This little footnote raises an often-asked, often-answered (in many differing ways) question:
the Cretaceous-Paleogene boundary, assumed 65 million years ago when some catastrophic event killed off all the dinosaurs (but apparently not the sparrows and ducks)
OK, so in my eyes the question is: what difference between sparrows and stegosauri won the sparrows a place in modern history, but the “roof-lizard” not?
Comments
For just one, consider body weight:
Weight of sparrow: 20-30g
Weight of Stegosaurus: 3000-5000Kg
That is over five orders of magnitude difference in body weight with a corresponding difference in the amount of food one has to find.
As an aside: what is the young earth creationist explaination for the disapearance of stegosauri and their many dinosaur cousins (but not sparrows) given a much shorter time frame for it to happen in?

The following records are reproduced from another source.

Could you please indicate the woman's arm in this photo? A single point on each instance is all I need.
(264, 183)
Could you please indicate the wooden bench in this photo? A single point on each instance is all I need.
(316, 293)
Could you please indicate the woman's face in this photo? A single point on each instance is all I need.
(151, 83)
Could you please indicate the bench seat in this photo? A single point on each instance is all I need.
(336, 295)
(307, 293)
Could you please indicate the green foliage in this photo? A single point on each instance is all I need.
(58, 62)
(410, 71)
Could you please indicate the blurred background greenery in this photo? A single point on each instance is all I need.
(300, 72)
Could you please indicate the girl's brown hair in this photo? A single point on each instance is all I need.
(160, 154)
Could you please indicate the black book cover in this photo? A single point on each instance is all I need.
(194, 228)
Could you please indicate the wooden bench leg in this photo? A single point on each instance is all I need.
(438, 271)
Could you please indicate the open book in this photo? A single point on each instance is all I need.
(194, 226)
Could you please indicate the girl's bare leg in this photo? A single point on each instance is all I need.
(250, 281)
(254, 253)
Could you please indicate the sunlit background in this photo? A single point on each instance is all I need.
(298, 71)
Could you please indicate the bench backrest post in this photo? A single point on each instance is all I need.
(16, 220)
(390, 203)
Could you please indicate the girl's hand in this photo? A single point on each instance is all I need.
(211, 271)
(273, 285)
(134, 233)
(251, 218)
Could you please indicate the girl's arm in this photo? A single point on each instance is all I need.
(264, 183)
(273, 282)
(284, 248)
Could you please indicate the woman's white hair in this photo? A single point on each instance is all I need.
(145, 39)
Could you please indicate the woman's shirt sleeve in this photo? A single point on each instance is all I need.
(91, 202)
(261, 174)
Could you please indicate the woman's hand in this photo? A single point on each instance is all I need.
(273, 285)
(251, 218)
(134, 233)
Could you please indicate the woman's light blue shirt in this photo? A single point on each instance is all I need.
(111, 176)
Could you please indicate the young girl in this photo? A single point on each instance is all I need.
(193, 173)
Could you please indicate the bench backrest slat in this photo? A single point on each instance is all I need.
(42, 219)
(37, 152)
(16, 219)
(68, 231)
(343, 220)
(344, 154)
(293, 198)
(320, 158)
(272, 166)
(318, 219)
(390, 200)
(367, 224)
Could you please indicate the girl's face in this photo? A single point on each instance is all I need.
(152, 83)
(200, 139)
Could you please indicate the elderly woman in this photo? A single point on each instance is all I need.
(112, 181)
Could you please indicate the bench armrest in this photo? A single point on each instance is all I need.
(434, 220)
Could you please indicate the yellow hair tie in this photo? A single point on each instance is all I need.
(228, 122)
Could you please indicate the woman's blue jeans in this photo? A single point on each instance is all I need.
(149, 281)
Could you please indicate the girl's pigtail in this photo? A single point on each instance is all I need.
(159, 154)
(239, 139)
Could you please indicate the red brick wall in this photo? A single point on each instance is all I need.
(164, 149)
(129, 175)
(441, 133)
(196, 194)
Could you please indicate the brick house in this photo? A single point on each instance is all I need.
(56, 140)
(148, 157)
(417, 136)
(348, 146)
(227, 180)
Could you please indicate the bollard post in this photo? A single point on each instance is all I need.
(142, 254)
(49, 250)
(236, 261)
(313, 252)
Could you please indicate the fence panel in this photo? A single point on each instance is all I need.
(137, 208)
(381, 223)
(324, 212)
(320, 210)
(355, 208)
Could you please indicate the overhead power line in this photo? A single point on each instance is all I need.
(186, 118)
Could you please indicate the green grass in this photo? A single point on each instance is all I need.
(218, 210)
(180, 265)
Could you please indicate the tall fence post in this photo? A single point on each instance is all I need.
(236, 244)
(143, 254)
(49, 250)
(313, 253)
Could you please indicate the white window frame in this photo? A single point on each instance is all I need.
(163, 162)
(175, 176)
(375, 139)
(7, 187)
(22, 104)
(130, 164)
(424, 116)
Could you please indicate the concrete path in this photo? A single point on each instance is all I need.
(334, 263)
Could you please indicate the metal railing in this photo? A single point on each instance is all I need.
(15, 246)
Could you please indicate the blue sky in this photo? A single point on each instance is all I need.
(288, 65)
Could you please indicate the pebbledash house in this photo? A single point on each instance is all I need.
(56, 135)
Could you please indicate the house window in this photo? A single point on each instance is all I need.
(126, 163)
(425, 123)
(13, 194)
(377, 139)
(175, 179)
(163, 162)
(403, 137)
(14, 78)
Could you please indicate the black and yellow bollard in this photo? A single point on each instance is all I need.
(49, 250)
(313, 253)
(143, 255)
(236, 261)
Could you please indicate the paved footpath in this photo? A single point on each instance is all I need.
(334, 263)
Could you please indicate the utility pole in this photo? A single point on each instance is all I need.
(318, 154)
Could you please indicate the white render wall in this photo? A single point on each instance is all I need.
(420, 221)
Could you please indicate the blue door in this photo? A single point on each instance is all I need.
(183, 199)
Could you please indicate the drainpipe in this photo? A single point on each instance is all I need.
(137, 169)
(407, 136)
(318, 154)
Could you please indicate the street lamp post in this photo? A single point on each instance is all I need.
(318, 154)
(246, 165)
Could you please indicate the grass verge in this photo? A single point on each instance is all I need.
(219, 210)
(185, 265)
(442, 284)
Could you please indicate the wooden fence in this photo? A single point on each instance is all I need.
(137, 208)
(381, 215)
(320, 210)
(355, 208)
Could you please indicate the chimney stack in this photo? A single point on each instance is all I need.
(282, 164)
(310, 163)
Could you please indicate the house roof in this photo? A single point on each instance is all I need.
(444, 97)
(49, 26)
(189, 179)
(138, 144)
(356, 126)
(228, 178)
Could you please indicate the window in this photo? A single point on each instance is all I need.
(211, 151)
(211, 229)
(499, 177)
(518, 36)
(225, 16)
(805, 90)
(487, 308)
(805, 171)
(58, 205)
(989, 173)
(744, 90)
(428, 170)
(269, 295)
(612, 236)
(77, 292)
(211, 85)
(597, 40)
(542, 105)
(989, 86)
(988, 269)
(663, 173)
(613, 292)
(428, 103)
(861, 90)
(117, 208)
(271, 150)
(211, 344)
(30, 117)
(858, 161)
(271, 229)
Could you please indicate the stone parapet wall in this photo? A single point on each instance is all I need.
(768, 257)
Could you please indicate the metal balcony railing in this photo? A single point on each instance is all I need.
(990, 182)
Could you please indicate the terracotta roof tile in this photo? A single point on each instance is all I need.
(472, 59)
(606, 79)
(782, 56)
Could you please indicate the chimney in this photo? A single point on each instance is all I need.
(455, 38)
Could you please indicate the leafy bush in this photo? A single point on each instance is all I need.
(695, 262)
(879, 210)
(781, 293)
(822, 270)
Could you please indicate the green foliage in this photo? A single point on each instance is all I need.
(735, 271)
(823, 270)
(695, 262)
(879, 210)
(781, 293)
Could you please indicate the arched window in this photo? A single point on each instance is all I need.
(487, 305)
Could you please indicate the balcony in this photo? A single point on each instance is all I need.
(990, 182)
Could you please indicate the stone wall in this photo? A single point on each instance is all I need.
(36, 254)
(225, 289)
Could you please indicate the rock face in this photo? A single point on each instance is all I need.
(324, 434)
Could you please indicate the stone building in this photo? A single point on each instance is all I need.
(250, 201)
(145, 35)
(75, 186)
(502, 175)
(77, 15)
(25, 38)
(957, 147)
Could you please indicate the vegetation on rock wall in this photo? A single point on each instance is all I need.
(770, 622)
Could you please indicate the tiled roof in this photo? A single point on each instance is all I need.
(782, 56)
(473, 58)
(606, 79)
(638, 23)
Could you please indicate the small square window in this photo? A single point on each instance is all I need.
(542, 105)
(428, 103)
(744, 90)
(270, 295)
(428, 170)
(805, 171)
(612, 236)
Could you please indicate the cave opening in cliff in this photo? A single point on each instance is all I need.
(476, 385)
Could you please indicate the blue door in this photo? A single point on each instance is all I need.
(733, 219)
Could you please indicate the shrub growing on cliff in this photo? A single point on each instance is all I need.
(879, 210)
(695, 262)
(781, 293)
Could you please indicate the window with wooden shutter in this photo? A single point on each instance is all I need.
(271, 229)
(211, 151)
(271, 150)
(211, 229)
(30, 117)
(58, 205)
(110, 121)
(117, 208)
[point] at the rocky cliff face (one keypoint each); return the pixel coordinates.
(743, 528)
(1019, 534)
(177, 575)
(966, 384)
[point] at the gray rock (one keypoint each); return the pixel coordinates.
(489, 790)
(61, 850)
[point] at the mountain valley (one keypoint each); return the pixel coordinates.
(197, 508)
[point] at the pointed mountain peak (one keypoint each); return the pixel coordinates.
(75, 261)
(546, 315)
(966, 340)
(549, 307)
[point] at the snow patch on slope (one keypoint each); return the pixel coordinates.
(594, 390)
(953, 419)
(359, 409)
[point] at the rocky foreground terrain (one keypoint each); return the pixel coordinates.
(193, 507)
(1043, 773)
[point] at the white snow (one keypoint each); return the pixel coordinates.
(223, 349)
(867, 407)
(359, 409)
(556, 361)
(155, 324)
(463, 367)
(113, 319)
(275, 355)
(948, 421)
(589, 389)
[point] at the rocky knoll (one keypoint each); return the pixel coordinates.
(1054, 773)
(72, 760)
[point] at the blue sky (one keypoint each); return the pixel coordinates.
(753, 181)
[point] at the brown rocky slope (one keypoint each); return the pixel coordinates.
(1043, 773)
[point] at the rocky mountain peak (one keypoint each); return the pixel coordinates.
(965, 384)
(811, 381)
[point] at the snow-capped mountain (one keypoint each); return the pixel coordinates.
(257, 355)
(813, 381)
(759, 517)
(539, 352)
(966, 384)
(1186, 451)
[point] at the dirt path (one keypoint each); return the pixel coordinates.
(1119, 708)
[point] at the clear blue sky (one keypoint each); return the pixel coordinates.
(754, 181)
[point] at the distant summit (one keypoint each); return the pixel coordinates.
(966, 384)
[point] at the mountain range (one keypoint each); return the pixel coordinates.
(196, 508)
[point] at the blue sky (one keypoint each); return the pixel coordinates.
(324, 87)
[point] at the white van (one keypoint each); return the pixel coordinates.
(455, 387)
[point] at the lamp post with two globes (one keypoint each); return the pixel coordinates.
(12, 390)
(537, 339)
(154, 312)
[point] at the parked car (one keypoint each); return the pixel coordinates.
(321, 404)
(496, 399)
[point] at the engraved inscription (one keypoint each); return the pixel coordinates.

I'll see if I can find an answer for you, but I'm guessing at this point that the... um... canonical one will hinge on the stegs not being so good at swimming during a really big flood & the spoggies being significantly better at rebuilding their population (breeding young and rapidly) after a year or so of hanging around on a big wooden boat with a handful of people and lots of other animals.
I'll post again if I see any real answer which is noticeably different to that. Every so often, a genuine jaw-dropper point pops up; not frequently, but they're well worth cruising for.
Is there any creationist expaination for the absense of stegosauri in cave paintings BTW?
"No Thag, don't draw that stupid stegosaurus, the bison is much more interesting"
WRT survivability, I read the differences as relating more to the particular circumstances surrounding the species so compared.
A sparrow wouldn't have the endurance to survive such an event well, since however it happened (several theories are raised, all with similar outcomes) it would eliminate Mr Spoggy's food at least as thoroughly as Mr Stego's.